You Do What You Have To Do
Number two son has flown the nest. It's inevitable, yet when it actually happens it can hit you like an elephant sitting squarely on your chest. You try to pretend that everything is fine, but for some reason, you just can't breathe. And your vision is somehow blurred more often than usual. You find yourself lost in a reverie of 19 years of life's files more often, thinking back to those days long ago. Where did they go and how did that little one get to be a man so soon?
It's all natural, it's all good, and it's just life. We all move on in one way or another, but that doesn't change the fact that the transition can be definitely bittersweet.
Days, merely days, ago I was walking with that youngster to his first day of kindergarten. Or so it seems I guess. Eager for school, excited about learning, and always ready to go, he loved those school days. And whether we will admit it, those first-day-of-schools are most often hardest on Mom. Giving your youngster over to the capable care of his teacher isn't an easy thing to do. But we do it and walk away, blurred vision nonetheless, and don't look back.

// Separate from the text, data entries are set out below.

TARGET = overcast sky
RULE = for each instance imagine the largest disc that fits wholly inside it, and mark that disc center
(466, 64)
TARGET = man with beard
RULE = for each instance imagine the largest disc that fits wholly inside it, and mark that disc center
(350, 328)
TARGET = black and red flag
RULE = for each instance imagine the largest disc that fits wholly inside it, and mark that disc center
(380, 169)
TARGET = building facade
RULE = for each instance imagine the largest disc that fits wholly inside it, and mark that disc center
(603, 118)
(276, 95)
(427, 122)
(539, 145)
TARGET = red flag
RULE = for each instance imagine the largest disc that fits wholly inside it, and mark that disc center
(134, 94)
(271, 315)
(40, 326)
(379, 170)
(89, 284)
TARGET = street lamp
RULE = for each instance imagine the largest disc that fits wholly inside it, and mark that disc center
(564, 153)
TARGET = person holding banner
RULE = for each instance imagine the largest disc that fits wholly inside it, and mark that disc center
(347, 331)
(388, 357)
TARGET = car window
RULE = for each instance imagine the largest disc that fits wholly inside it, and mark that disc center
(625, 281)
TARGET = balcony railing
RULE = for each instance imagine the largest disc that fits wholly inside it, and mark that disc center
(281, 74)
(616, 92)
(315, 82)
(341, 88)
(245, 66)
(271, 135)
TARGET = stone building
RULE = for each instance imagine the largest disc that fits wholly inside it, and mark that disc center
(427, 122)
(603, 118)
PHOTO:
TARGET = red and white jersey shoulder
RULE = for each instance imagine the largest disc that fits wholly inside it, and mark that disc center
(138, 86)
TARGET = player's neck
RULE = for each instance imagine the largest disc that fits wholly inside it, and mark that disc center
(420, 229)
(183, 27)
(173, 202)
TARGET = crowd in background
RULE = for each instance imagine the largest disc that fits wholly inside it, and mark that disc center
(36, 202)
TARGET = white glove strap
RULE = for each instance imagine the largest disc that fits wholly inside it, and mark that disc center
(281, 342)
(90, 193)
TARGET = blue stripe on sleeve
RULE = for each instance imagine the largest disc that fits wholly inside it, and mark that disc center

I've experienced that over and over again. After the first few times, you just know when to walk on, brush it off. When your child hits the ground with a sickening "thud", there's something in you that just wants to run and mother him and to take away the pain. Another part of you says to bite your tongue, don a smile and tell him that he's alright. "Get back up", you tell him, "you'll be just fine." It's frightening. You learn to bury that fear pretty quickly when you become a mother. How else can your child learn the tough lessons in life if he never experiences pain? The pain is yours alone.
Your child, as he grows, develops into an independent, thinking individual. That, at times, can be heartbreaking and joyful at the same time. (I'm thinking the "terrible twos" or the "frightful fives" or the TEEN years). But you know that you have done your job right when your child becomes a confident, caring, responsible young adult. And you let go. And he flies.
He might not want to hold your hand anymore and you might not be needed on the first day of school like you once were, but you'll be there for him anyway. And when he hands you his loved-to-rags baby blanket and asks you to fix it for him, well then life's just the way it should be. You know that you have done something right along the way.